In 2021, the Tax Committee under the Government of the Republic of Tajikistan demanded additional tax payments from Alif Bank amounting to approximately 1.6 million somoni (including fines) for the year 2019. As a result of legal proceedings, the bank was required to pay the specified amount.

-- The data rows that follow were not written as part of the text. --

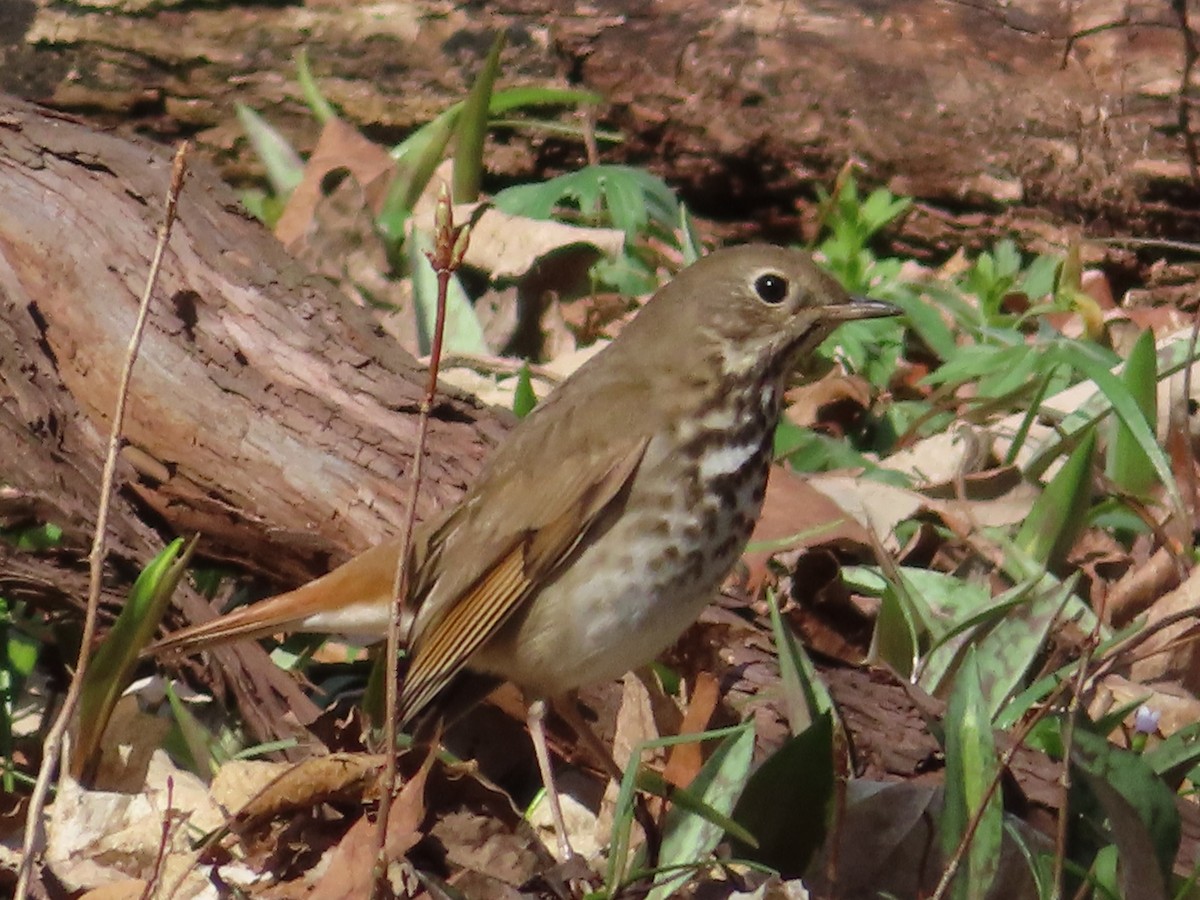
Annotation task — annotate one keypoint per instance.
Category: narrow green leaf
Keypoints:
(1138, 811)
(786, 803)
(971, 766)
(112, 666)
(1059, 515)
(635, 775)
(688, 838)
(523, 399)
(804, 695)
(472, 129)
(321, 108)
(1092, 365)
(417, 160)
(285, 168)
(1128, 466)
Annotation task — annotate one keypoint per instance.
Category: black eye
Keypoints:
(771, 288)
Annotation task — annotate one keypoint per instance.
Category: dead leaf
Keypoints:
(304, 785)
(351, 870)
(796, 514)
(687, 759)
(340, 147)
(510, 246)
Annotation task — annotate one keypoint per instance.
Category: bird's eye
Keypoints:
(771, 288)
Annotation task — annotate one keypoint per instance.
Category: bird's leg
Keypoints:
(537, 721)
(570, 712)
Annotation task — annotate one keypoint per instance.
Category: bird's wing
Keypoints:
(453, 623)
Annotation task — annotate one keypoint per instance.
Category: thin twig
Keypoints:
(1006, 761)
(450, 246)
(52, 749)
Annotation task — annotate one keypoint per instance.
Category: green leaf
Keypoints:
(1139, 814)
(1128, 466)
(285, 168)
(971, 767)
(1060, 514)
(707, 799)
(523, 399)
(112, 666)
(787, 801)
(689, 839)
(417, 160)
(472, 129)
(1091, 363)
(804, 695)
(1176, 756)
(321, 108)
(629, 198)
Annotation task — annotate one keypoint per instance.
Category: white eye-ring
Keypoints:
(771, 288)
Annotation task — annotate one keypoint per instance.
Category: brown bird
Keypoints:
(610, 516)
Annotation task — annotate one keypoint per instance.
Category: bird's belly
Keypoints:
(619, 604)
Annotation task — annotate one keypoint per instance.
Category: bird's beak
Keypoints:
(862, 307)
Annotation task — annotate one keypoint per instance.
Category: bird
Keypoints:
(607, 519)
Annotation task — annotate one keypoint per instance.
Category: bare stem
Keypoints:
(450, 244)
(52, 749)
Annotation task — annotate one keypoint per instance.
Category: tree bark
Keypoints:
(1031, 118)
(267, 412)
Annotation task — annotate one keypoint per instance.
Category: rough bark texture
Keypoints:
(265, 412)
(1001, 118)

== Awards and Recognitions ==
=== 2019 ===
- Certificate of Honor from the Tax Committee under the Government of the Republic of Tajikistan for the honest fulfillment of tax legislation and a significant contribution to the revenue side of the state budget.
- Gold prize "Brand of the Year — 2019" in the nomination "Peak of Glory".

=== 2020 ===
- Winner in the categories Fastest Growing Retail Bank in Tajikistan 2020 and Best Digital Wallet 2020 by Global Banking & Finance.

=== 2021 ===
- Alif Bank received the ICD's Global Finnovation Award 2020 for its Alif Mobi app and Salom installment card at the annual meeting of the Islamic Development Bank Group.

=== 2022 ===
- Award from the international payment system Visa — "Promotion of Visa Infinite and Platinum in the Republic of Tajikistan".
- Received the GENStarters Award 2022 at the annual Global Entrepreneurship Network award event in Riyadh, Saudi Arabia.

=== 2023 ===
- Alif Shop became the only marketplace from the CIS to be included in the top 100 of EWC 2022 out of 30,000 startups.
- The Golden Award "Brand of the Year — 2022" in the nomination Banking Financial Organizations; a silver award for the Alif Shop online store and a bronze award for Alif Academy.
- First place in the competition "Best Financial Credit Organization for Serving Women Entrepreneurs 2022" in the nomination "Opening and Maintaining a Bank Account".

=== 2024 ===
- Winner of Global Islamic Finance Awards 2024 in the category Islamic Debit Card Of The Year by The Digital Banker.
- Alif Bank received the Tajikistan National Digital Commerce Award in the categories Best Fintech Project and Best Marketplace.

=== 2025 ===
- Alif Bank took first place in the competition "Best Financial and Credit Organization for Serving Women Entrepreneurs" in the nomination "Installation and Use of Electronic Payment Tools".
- Alif Bank received three awards from Mastercard: "Sustainable Development Leader", "Creative Marketing Campaign 2025", and "Successful Mastercard Send Initiative 2025".
- Alif Bank received four gold awards at the national "Brand of the Year 2025" competition in the categories "Financial Organization", "Modern Technologies", and "Culture and Education".
- Alif Bank received eight awards from Visa: "Best Visa Direct Acquirer", "Best Issuer of Visa Commercial Cards", "Best Card Issuer in the Domestic Market", "Google Pay Advertising Campaign", "Launch and Promotion of the VDA/W Solution", "Implementation of Visa Risk Manager", "ALM Implementation", and "Cyber Source Integration in Visa".

=== 2026 ===
- In March 2026, Alif Bank received the international PCI DSS version 4.0.1 certificate from the independent company Compliance Control Ltd (Tallinn, Estonia).